Es evidente, más de 30 años después de la muerte del dictador, que la derecha española es todavía incapaz de asumir la verdadera y horrorífica dimensión de la política de exterminio y de odio hacia el adversario practicada por el franquismo, sobre todo después de la guerra. Prefiere que se olvide antes de conocerse. Los alemanes han afrontado con valentía su reciente historia. Lo han hecho los franceses, aunque les ha costado. Asimismo, los argentinos, los chilenos. Pero aquí una preconstitucional ley de amnistía (1977) ha llegado a ser una ley de punto final. Garzón razona que es inaceptable, porque el crimen de lesa humanidad, y aquí lo hubo, no prescribe. El Comité de Derechos Humanos de la ONU, nada menos, está de acuerdo y recomienda su abolición.

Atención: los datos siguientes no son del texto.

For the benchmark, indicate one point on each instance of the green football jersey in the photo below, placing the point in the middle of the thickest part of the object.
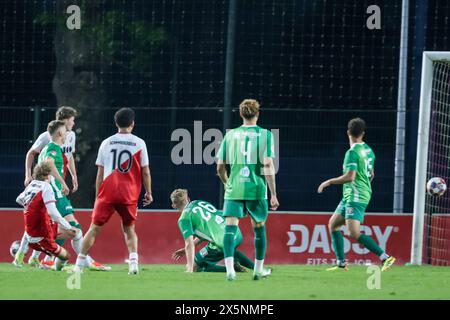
(361, 158)
(54, 151)
(244, 149)
(202, 219)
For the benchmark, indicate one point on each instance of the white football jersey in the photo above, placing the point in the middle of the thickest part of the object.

Aquí lo hubo, sí, y con premeditación. Para el lector no especializado me imagino que lo más tremendo de los dos autos (16 de octubre y 18 de noviembre del 2008) reside en la documentación que aportan sobre el plan de exterminio elaborado por los conspiradores. Plan sistemático y preconcebido puesto en marcha nada más iniciarse la rebelión y, en opinión del juez, "delito permanente de detención ilegal, sin ofrecerse razón sobre el paradero de la víctima, en el marco de crímenes contra la humanidad". Garzón cita, entre otras pruebas, el siguiente decreto: "Quedan depuestos de sus cargos el presidente de la República, el presidente del Gobierno y todos los señores ministros, con los subsecretarios, directores generales y gobernadores civiles. Todos ellos serán detenidos y presos por los agentes de la autoridad como autores de los delitos de lesa patria, usurpación de poder y alta traición a España" (la cursiva es mía). Y la Octava Orden de Urgencia: "En el primer momento y antes de que empiecen a hacerse efectivas las sanciones a que dé lugar el bando de estado de guerra, deben consentirse ciertos tumultos a cargo de civiles armados para que se eliminen determinadas personalidades, se destruyan centros y organismos revolucionarios". Los documentos hablan por sí mismos.

El 19 de julio de 1936, en marcha la insurrección, declaró Mola: "Es necesario propagar una imagen de terror (...) Cualquiera que sea, abierta o secretamente, defensor del Frente Popular debe ser fusilado". ¡Abierta o secretamente! ¡Receta para el genocidio! Y en 1937 pronunció lindezas como: "¿Parlamentar? ¡Jamás! Esta guerra tiene que terminar con el exterminio de los enemigos de España". O: "A los que han hecho armas contra nosotros, contra el Ejército, fusilarlos. Yo veo a mi padre en las filas contrarias y lo fusilo".
Franco no le anduvo a la zaga. Se declaró dispuesto a matar a media España si hacía falta.

Queipo de Llano, con todo, fue el más sádico. "Yo os autorizo, bajo mi responsabilidad, a matar como a un perro a cualquiera que se atreva a ejercer coacción sobre vosotros", recomendó en una de sus arengas radiofónicas. No faltó la acusación de que los rojos eran unos afeminados. Tampoco la incitación a violar: "Nuestros valientes legionarios y regulares han enseñado a los rojos lo que es ser hombre. De paso, también a las mujeres de los rojos, que ahora, por fin, han conocido a hombres de verdad, y no castrados milicianos. Dar patadas y berrear no las salvará".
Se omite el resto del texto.